Wildcard Certificate Mismatch
If you’re using a wildcard certificate (e.g., *.example.com), ensure that the hostname you are accessing (e.g., www.example.com or app.example.com) is covered by the wildcard. A wildcard certificate for *.example.com will not match example.com itself, nor will it match sub.sub.example.com.
Diagnosis:
Examine the Subject and Subject Alternative Name (SAN) fields of your certificate using openssl x509 -in server.crt -text -noout. Look for the wildcard entry.
Fix:
If the hostname isn’t covered, you’ll need a new certificate that includes the specific hostname or a broader wildcard. For example.com and *.example.com, you typically need two separate certificates or a certificate with both listed in the SANs.
Why it works: The server presents a certificate based on the hostname requested by the client.
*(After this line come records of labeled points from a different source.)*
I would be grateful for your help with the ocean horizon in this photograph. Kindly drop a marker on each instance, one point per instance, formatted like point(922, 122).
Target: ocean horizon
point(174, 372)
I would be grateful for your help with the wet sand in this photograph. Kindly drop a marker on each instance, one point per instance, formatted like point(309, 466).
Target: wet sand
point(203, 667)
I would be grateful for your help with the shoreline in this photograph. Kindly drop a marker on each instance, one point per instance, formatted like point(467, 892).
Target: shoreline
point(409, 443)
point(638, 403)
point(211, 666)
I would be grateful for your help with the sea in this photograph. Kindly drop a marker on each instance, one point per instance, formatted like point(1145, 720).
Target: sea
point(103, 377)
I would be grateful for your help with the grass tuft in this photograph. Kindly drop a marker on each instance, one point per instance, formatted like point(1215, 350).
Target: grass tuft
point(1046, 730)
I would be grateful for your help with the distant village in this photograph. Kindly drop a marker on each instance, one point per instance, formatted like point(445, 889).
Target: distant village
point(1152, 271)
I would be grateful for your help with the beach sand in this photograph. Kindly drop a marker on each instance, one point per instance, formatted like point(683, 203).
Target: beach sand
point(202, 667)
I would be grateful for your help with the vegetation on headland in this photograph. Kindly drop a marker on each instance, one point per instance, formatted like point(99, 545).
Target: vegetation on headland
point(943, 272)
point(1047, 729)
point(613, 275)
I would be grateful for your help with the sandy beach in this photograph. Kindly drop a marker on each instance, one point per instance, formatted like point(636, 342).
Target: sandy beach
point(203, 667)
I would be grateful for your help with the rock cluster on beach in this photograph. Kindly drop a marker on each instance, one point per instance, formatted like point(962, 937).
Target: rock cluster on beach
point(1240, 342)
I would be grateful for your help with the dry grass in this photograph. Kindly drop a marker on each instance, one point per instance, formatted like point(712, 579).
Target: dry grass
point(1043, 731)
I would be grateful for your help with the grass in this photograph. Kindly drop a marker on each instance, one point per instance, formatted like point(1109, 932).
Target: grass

If the presented certificate’s subject or SANs don’t match the requested hostname, the client rejects it.
Expired Certificate
While less common for this specific error message (which usually implies a missing match), an expired certificate can sometimes lead to unexpected behavior or be misinterpreted by certain TLS client configurations as a failure to match.
Diagnosis:
Check the Not Before and Not After dates on your certificate: openssl x509 -in server.crt -noout -dates.
Fix: Renew your certificate with your Certificate Authority.
Why it works: A valid certificate must be within its validity period. An expired certificate is no longer trusted.
The next error you’ll likely encounter after fixing this is a certificate verify failed error if your intermediate chain is still incomplete or untrusted by the client.